I tell our local colleagues that in the absence of certain elements of civil society (a free and inquisitive media, strong government institutions, trustworthy judges, auditors and tax collectors) British people are probably fairly corruptible. For instance, how many respectable middle-class people have paid the builder in cash to avoid VAT?
However, I held on to the idea that the British have enough belief in some form of social contract to prevent them ever becoming overtly corrupt, regardless of how frictionless it may appear to be. To be exposed as a corrupt businessman, or policeman, or council officer is still to suffer social stigma, whereas in Indonesia such people are treated with a certain misplaced respect.
It is therefore interesting to read about how the British Government caved into pressure from a cabal of arms dealers to soften anti-corruption regulations applying to exports covered by the Export Credits Guarantee Department. (The ECGD is a means whereby you, the taxpayer, subsidise the export costs of certain items to other parts of the world. In particular, the British Government deems it necessary to provide credit guarantees for arms exports to Saudi Arabia, that beacon of democracy and human rights in the Middle East).
You can read the full story here: http://www.thecornerhouse.org.uk/item.shtml?x=107362
Jean Eaglesham wrote in the Financial Times on 14 January 2005:
"Lobbying ministers for the right to turn a blind eye to corrupt activities that boost overseas profits is not an activity any business would wish to advertise. So it is not surprising industry moved swiftly to try to distance itself from yesterday's court battle over the dilution of curbs on overseas bribery.
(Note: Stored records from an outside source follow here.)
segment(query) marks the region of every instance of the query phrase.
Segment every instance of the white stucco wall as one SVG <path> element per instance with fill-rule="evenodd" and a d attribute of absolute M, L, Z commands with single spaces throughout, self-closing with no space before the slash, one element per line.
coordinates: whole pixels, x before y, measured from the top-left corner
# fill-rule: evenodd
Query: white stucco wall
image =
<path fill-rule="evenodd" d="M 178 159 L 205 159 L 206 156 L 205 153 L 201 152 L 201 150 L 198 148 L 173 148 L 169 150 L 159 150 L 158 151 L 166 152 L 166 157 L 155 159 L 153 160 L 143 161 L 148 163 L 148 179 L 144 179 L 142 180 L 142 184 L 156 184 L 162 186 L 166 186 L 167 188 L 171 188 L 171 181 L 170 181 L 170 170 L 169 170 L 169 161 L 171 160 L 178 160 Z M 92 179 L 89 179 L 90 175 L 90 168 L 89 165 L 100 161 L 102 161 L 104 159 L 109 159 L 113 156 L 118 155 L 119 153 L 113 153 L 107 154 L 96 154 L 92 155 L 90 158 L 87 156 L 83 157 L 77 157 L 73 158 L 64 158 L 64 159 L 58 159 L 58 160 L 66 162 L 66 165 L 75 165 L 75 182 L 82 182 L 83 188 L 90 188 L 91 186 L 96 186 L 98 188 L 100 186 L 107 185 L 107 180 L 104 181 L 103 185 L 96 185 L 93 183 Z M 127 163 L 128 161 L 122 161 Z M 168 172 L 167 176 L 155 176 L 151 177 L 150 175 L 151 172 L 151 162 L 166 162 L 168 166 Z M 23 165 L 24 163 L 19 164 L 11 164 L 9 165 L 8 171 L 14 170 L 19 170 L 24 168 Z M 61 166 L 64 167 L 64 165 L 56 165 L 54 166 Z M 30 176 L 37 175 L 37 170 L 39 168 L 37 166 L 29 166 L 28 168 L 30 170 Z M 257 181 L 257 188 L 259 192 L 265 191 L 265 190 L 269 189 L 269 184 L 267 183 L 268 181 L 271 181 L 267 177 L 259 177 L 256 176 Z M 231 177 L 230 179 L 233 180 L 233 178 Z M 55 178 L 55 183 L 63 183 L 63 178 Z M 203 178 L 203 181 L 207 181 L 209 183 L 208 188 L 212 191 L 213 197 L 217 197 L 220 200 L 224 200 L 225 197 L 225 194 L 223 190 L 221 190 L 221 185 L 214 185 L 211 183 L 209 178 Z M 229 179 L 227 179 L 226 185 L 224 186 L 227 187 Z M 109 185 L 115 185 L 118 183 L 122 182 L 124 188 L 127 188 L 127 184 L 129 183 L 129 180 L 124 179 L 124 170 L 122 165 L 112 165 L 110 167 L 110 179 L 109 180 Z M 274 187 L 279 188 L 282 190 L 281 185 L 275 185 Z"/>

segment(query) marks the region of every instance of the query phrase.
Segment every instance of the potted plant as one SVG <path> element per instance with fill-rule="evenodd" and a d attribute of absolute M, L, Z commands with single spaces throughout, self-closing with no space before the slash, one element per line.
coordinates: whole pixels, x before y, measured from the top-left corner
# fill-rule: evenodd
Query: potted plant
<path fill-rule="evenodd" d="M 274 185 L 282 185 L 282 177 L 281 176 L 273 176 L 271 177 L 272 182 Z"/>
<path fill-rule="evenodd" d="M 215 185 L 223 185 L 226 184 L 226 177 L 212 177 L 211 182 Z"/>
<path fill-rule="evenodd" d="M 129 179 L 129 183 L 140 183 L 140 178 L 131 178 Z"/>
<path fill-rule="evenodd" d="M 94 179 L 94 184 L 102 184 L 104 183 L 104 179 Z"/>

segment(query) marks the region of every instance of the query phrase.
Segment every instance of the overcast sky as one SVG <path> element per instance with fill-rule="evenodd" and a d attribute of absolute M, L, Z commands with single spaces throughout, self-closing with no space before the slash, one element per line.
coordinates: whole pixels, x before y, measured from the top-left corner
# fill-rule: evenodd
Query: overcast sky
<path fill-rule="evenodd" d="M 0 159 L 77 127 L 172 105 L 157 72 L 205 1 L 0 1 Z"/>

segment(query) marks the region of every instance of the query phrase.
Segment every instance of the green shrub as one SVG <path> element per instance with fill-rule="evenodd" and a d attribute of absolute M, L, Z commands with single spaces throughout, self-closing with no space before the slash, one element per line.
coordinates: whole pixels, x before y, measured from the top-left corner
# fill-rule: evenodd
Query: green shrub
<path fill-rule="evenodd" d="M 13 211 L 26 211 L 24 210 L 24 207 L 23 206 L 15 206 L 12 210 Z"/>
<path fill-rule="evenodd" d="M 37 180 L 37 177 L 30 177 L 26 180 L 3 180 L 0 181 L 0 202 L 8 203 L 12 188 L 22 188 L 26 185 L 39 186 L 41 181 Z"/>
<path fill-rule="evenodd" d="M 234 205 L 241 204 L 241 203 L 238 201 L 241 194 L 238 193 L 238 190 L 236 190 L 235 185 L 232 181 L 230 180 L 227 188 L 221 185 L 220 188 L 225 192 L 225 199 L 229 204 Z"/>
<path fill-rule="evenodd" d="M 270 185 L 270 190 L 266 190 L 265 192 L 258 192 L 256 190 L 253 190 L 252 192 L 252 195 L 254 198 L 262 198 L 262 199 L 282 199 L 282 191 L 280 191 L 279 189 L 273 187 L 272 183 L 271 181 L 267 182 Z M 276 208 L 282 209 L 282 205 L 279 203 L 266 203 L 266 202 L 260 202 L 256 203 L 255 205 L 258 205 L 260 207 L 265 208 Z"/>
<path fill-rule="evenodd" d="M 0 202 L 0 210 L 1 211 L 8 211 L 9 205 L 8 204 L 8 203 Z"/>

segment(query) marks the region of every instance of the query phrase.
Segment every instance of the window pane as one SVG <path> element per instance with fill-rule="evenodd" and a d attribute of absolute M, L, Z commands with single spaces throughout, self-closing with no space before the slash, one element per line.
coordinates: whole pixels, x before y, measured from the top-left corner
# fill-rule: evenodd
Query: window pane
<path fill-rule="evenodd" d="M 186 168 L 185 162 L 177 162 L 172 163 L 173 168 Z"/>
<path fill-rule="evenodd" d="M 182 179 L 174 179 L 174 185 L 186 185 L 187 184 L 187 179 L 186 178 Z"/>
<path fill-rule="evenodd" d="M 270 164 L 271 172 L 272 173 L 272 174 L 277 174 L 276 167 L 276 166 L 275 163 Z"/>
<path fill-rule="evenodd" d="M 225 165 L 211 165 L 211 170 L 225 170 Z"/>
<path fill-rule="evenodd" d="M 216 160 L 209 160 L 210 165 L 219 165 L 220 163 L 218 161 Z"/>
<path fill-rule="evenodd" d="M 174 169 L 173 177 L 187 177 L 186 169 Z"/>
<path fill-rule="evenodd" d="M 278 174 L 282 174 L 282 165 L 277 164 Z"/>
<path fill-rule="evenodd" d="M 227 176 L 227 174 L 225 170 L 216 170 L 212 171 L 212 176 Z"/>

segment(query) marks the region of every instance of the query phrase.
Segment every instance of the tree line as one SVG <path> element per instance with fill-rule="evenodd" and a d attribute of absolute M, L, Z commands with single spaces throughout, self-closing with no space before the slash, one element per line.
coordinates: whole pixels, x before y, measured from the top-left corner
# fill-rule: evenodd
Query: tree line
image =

The government has agreed to a full public consultation on the anti-bribery rules to avert a court challenge to its one-sided consultation with business.
The CBI employers' body protested that the legal challenge was simply a "dispute about the process of government" between Patricia Hewitt, the trade and industry secretary, and anti-corruption campaigners.
Business had been "inadvertently caught up" in the wrangle, the CBI said. But this protestation that industry was an innocent bystander to the government's actions sits uneasily with documents connected to the case. These show how BAE Systems, Airbus and Rolls-Royce spearheaded an intensive - and highly successful - industry lobbying campaign, persuading Ms Hewitt to override her civil servants."
(You should note that I am quoting the Financial Times here, not The Guardian!)
When those pillars of civil society such as the Government and the CBI collude to water down anti-corruption initiatives, it is tempting to conclude that Globalisation is the means whereby we preach modern Western-style honest dealing to developing countries, while participating in old-fashioned envelope-passing under the table. Such practices perpetuate bad regimes, prop up oligarchies and contribute towards deepening poverty.